5 Ekim’de içilecek şarap, Filistinli çocukların ve öğretmenlerin kanıdır. O gün içilecek bira, burjuvazinin ve Siyonistlerin uyuşturucusudur.

Söylem değil, hayat son derece sert ve acımasız işliyor. Her gün kendimizi ideolojik olarak yenilememiz gerekiyor, her gün ideolojik-politik ikna yeteneğimizi ve gücümüzü geliştirmemiz gerekiyor.

Eyleme 20, tekne gezisine ve otel kokteyline 300 üyenin geldiği hiçbir sendika şubesinin sendikacılık yaptığı söylenemez.

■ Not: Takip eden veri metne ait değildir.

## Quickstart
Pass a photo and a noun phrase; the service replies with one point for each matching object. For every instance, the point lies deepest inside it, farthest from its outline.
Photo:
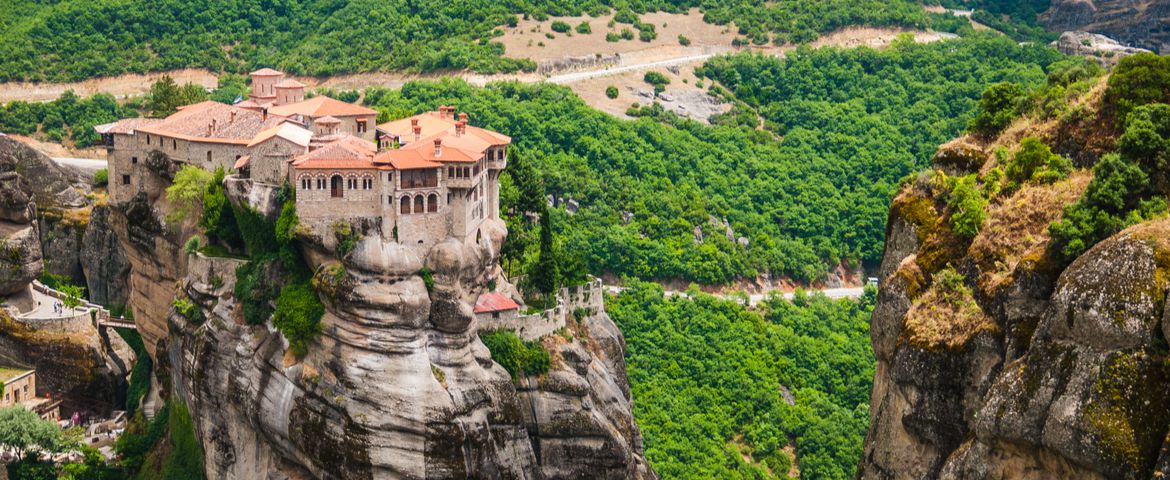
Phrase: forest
(74, 40)
(721, 390)
(807, 192)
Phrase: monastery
(427, 178)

Bu bağlamda, tüm üyelerimize çağrımız, bu etkinliklere gidilmemesi ve bu etkinliklerin kendi sınıfsal gerçekleri ve gerekçeleri düzleminde sendika bürokratlarının eleştirilmesi yönündedir. O teknelerde lise öğrencilerinin organizasyon ekibinde yer alarak okul çıkışı çalıştığı da unutulmamalıdır. Öğretmenin mücadelesi, o öğrencilerin ve ailelerinin emeğiyle yeniden bağ kurmalı, o bağ ile varolabilmelidir.